On Feeling Foreign

            I was able to talk with a close friend not too long ago about my time here thus far. Despite what you read in these posts, I have a pretty good time in Daegu. I've met people from all over the world, joined a sports team, settled into my apartment, adapted to the workload, come to understand my students; In some ways, I feel like I've established a sense of belonging. I tell something of this affect to my friend. He asks me what's the biggest difference, and I have a hard time answering that question. It took me the duration of the conversation to really sift out what it was. Perhaps because it had felt so long since I first came into the country, the feeling had waned when he asked me what was different. But even now, I know it as an immutable truth. There won't be a time in this country where I won't feel foreign.
            There are the obvious indicators that express feeling foreign, among them being physically different and isolated by the language. The physicality of it doesn't bother me. Some Koreans do stare, but I know it's not out of malice or disrespect. They are genuinely curious about Westerners because learning English is held at such a premium here. However, the language barrier can be unsettling. Although I quite enjoy silence as a time to reflect, I yearn for ambient conversation. You might call this "eavesdropping," I call it entertainment. Either way, the lack of hearing spoken English really makes me miss my native tongue.

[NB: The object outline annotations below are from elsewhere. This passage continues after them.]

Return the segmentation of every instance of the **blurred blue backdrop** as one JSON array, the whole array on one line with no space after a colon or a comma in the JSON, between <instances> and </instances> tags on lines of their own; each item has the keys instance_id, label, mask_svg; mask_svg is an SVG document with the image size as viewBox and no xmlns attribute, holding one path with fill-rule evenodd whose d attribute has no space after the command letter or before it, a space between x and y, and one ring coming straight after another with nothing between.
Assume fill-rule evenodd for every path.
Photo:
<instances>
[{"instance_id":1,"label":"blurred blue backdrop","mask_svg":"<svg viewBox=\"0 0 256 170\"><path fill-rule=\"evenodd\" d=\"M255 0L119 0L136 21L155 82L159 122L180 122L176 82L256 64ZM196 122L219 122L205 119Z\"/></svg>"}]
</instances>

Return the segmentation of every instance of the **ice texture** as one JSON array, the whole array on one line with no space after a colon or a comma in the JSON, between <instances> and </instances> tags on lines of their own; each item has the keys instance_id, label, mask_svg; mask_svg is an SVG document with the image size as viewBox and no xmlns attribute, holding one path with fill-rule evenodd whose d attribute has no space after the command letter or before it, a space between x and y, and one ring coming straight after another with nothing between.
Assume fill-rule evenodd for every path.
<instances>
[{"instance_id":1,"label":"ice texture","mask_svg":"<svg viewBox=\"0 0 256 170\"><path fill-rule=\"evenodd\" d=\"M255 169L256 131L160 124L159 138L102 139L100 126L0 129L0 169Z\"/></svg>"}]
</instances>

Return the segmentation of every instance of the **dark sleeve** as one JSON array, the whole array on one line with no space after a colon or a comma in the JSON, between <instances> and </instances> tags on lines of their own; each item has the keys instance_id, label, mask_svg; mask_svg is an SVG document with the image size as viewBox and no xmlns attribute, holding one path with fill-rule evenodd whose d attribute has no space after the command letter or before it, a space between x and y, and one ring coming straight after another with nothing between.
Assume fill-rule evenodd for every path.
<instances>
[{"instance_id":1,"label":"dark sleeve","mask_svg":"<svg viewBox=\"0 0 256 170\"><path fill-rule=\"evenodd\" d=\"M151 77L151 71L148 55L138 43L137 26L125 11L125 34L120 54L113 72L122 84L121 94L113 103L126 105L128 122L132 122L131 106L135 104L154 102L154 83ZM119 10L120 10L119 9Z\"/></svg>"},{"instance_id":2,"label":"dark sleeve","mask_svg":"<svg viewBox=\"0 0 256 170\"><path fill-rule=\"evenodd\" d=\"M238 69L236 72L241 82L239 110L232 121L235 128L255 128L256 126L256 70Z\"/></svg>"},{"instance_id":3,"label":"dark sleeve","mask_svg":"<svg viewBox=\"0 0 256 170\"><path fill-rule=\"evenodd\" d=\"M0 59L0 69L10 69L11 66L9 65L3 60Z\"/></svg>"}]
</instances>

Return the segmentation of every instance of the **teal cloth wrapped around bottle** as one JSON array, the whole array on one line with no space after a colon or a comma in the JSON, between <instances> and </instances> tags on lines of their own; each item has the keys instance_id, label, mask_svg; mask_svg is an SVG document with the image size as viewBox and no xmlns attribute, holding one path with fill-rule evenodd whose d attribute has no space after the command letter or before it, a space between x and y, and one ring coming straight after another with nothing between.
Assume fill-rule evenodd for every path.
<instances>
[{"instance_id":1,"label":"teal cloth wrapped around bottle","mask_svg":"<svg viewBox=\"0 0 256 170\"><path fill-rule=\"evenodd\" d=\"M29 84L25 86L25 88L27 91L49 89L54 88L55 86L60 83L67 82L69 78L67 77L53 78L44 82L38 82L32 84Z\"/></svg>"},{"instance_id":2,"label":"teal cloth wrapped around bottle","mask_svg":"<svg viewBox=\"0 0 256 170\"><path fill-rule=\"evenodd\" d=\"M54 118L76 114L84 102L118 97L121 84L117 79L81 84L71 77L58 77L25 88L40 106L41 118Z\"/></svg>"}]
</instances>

            Then there are the cultural differences. Although eating presents a new standard of etiquette (and thus another difference), I'm usually left alone due to the amount of food that I eat. On more than one occasion the female servers at restaurants have told me that I'm a good eater (of course in Korean, albeit with a gracious grin), even if I ate what they served wrong. Some dishes require a certain method of preparation once they get to the table. Which is all fine, if you liked being told in what order you should eat your food. Age is also another thing I haven't quite figured out as well. Koreans largely abide by a moderate age- (and gender) based hierarchy. Essentially younger people are expected to do things for their elder peers. Trying to negotiate this social position has been sketchy with my Korean coworkers and bosses.

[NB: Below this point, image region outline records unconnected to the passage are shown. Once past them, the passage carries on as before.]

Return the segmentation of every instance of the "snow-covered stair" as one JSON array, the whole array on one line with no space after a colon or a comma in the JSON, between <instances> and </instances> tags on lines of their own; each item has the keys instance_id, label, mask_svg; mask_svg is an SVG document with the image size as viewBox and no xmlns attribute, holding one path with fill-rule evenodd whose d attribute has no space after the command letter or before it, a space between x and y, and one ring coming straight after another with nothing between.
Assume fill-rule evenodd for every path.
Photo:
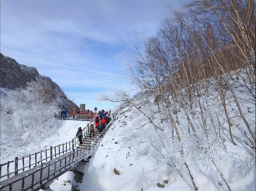
<instances>
[{"instance_id":1,"label":"snow-covered stair","mask_svg":"<svg viewBox=\"0 0 256 191\"><path fill-rule=\"evenodd\" d=\"M77 146L77 148L82 148L84 147L87 147L88 145L92 143L92 142L96 139L96 138L100 135L100 132L98 131L98 129L95 128L94 136L92 136L92 138L90 138L89 135L88 135L85 139L83 140L83 144L79 145Z\"/></svg>"}]
</instances>

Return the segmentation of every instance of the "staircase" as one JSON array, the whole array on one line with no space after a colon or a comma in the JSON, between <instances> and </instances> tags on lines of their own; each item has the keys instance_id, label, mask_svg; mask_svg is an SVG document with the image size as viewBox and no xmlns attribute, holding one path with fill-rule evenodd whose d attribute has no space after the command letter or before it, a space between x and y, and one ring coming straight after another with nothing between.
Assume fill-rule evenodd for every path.
<instances>
[{"instance_id":1,"label":"staircase","mask_svg":"<svg viewBox=\"0 0 256 191\"><path fill-rule=\"evenodd\" d=\"M94 128L94 136L92 136L93 134L92 134L92 138L90 138L90 135L88 134L83 139L83 144L80 144L79 146L78 146L76 148L78 149L84 148L86 147L87 147L87 146L90 145L92 144L92 142L94 141L96 138L100 135L100 132L98 131L98 129L96 128Z\"/></svg>"}]
</instances>

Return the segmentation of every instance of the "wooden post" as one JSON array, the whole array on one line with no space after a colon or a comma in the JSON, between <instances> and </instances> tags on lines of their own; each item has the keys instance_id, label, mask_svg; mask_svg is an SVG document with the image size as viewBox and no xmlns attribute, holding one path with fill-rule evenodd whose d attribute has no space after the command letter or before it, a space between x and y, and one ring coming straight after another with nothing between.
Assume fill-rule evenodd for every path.
<instances>
[{"instance_id":1,"label":"wooden post","mask_svg":"<svg viewBox=\"0 0 256 191\"><path fill-rule=\"evenodd\" d=\"M29 154L29 169L31 168L31 155Z\"/></svg>"},{"instance_id":2,"label":"wooden post","mask_svg":"<svg viewBox=\"0 0 256 191\"><path fill-rule=\"evenodd\" d=\"M52 159L52 146L50 147L50 160Z\"/></svg>"},{"instance_id":3,"label":"wooden post","mask_svg":"<svg viewBox=\"0 0 256 191\"><path fill-rule=\"evenodd\" d=\"M54 171L53 172L53 176L55 176L55 171L56 170L56 161L54 163Z\"/></svg>"},{"instance_id":4,"label":"wooden post","mask_svg":"<svg viewBox=\"0 0 256 191\"><path fill-rule=\"evenodd\" d=\"M36 152L35 154L35 163L36 164Z\"/></svg>"},{"instance_id":5,"label":"wooden post","mask_svg":"<svg viewBox=\"0 0 256 191\"><path fill-rule=\"evenodd\" d=\"M48 166L48 176L47 176L47 180L49 180L49 177L50 177L50 166Z\"/></svg>"},{"instance_id":6,"label":"wooden post","mask_svg":"<svg viewBox=\"0 0 256 191\"><path fill-rule=\"evenodd\" d=\"M69 165L70 165L70 161L71 160L71 155L69 155Z\"/></svg>"},{"instance_id":7,"label":"wooden post","mask_svg":"<svg viewBox=\"0 0 256 191\"><path fill-rule=\"evenodd\" d=\"M66 153L68 152L68 150L67 149L67 144L68 143L67 143L66 142Z\"/></svg>"},{"instance_id":8,"label":"wooden post","mask_svg":"<svg viewBox=\"0 0 256 191\"><path fill-rule=\"evenodd\" d=\"M7 178L9 178L9 167L10 166L10 161L7 161Z\"/></svg>"},{"instance_id":9,"label":"wooden post","mask_svg":"<svg viewBox=\"0 0 256 191\"><path fill-rule=\"evenodd\" d=\"M17 175L18 174L18 157L15 157L15 171L14 172L14 175Z\"/></svg>"},{"instance_id":10,"label":"wooden post","mask_svg":"<svg viewBox=\"0 0 256 191\"><path fill-rule=\"evenodd\" d=\"M22 157L22 171L24 171L24 157Z\"/></svg>"},{"instance_id":11,"label":"wooden post","mask_svg":"<svg viewBox=\"0 0 256 191\"><path fill-rule=\"evenodd\" d=\"M61 169L61 161L62 160L62 159L61 157L60 161L60 169Z\"/></svg>"},{"instance_id":12,"label":"wooden post","mask_svg":"<svg viewBox=\"0 0 256 191\"><path fill-rule=\"evenodd\" d=\"M44 165L43 163L41 163L41 170L40 170L40 184L42 184L42 179L43 175L43 166Z\"/></svg>"},{"instance_id":13,"label":"wooden post","mask_svg":"<svg viewBox=\"0 0 256 191\"><path fill-rule=\"evenodd\" d=\"M67 164L67 156L66 155L65 156L65 168L64 169L66 169L66 166Z\"/></svg>"},{"instance_id":14,"label":"wooden post","mask_svg":"<svg viewBox=\"0 0 256 191\"><path fill-rule=\"evenodd\" d=\"M25 180L24 179L24 178L22 178L22 183L21 185L21 191L24 191L24 182L25 181Z\"/></svg>"},{"instance_id":15,"label":"wooden post","mask_svg":"<svg viewBox=\"0 0 256 191\"><path fill-rule=\"evenodd\" d=\"M75 158L75 150L74 149L73 150L73 158L72 158L72 161L74 160L74 158Z\"/></svg>"},{"instance_id":16,"label":"wooden post","mask_svg":"<svg viewBox=\"0 0 256 191\"><path fill-rule=\"evenodd\" d=\"M31 181L31 189L33 189L33 186L34 186L34 171L33 171L33 173L32 174L32 180Z\"/></svg>"}]
</instances>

            However, the epitome of this foreign feeling came this last Friday. Two of my classes put on a performance for "Sleeping Beauty," and their parents were going to come watch. On the morning of said performance, I was asked to change from my button down shirt and khakis into a suit. The sole reason for this change in attire was to impress the parents. In Korean culture, beauty is revered so much to the point that whatever a ""beautiful" person says is valued much more highly than someone who is thought not beautiful. This was one of maybe a handful of instances in my waking life where I have been made to feel objectified. First-world problem? Inherently, no. In this instance, probably. Either way, it was uncomfortable and awkward. Essentially, I was dressed up to give a more positive impression than what my teaching may or may not impart. Idealist or not, I definitely felt like a foreigner on display.
            I imagine it will be nigh impossible not to feel a least a little foreign during my time here. I don't know the language. I have but a tenuous proficiency in Korean social etiquette. Aside from these reasons, I am treated differently (not better or worse) because of my physical appearance. I suppose this is just one of those times where you face what you're given, accept, and move forward the best you can. Besides, I could be ugly and living in Korea.